No one who has seen and heard this performance will ever forget it. For this is Illinois Republican Everett McKinley Dirksen, 66, minority leader of the U.S. Senate. He is his party's spokesman in the Senate and the man responsible for unifying the often disparate views of G.O.P. members, and for translating those aims into action. As the keystone of the loyal opposition, he must move with a sure political sophistication and a thorough grasp of political events. By dint of these qualities, and abetted by his marvelously furry voice. Dirksen has become one of the truly remarkable characters of the Senate.
True enough, the character has often been caricatured. They call him "Irksome Dirksen." "the Wizard of Ooze," "the Liberace of the Senate," and "Oleaginous Ev." They claim that he was born with a golden thesaurus in his mouth, that he marinates his tonsils in honey. They say that he got his cornball ways from working for the Corn Products Refining Co. plant in Pekin. Ill., his home town, and that his felicity for hot air is a result of his stint as a World War I balloonist.
They recall that in his prepolitical days, he had a consuming ambition to become an actor and they argue that he has succeeded superbly.

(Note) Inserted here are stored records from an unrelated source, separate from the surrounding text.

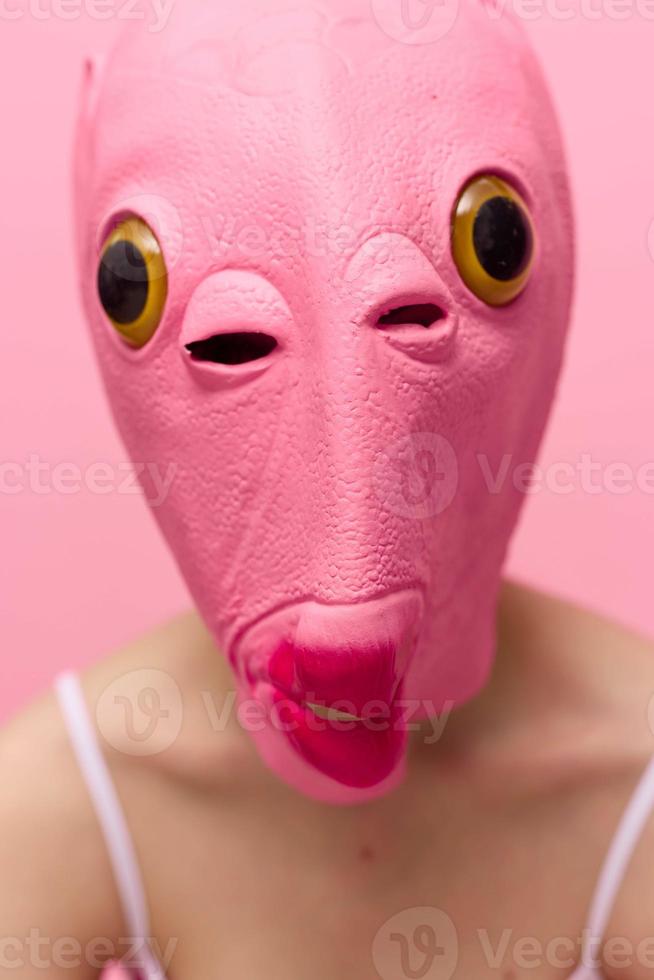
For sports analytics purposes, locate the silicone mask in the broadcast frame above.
[75,0,573,803]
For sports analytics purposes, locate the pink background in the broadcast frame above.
[0,0,654,719]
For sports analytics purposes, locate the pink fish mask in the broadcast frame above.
[76,0,573,803]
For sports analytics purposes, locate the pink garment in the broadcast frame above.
[56,673,654,980]
[75,0,573,804]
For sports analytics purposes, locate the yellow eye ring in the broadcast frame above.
[452,174,536,306]
[97,217,168,347]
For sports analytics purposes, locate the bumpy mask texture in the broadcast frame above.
[75,0,572,803]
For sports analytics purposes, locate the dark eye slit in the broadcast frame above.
[186,331,277,364]
[377,303,445,327]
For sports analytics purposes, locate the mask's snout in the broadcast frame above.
[241,590,423,788]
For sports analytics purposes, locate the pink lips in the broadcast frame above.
[269,641,406,788]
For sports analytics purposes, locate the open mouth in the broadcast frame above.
[252,643,406,789]
[232,589,423,789]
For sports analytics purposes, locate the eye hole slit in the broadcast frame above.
[377,303,446,329]
[186,331,278,365]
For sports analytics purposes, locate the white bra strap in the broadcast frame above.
[55,673,150,941]
[584,758,654,962]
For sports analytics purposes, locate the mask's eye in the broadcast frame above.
[98,217,168,347]
[452,176,535,306]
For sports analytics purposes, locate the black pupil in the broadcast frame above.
[98,241,148,323]
[473,197,533,282]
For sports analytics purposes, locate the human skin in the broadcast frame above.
[0,586,654,980]
[0,8,654,980]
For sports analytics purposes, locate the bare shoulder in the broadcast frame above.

They delight in his adventurous hairdo : "Whatever you want to say about him, he doesn't use that greasy kid stuff." And they point to a political trail that has more twists than that of a palsied sidewinder: the Chicago Sun-Times (whose political creature Dirksen is often, and inaccurately, accused of being) once reported that in his 16 years in the House of Representatives, Dirksen changed his mind 62 times on foreign policy matters, 31 times on military affairs, and 70 times on agricultural policies.
But most of all, outside the Senate itself, they tend to forget or ignore the fact that Dirksen has become the most effective G.O.P. floor leader in a line of succession that includes Oregon's Charles McNary, Maine's Wallace White, Nebraska's Kenneth Wherry, Ohio's Robert Taft and California's William Knowland.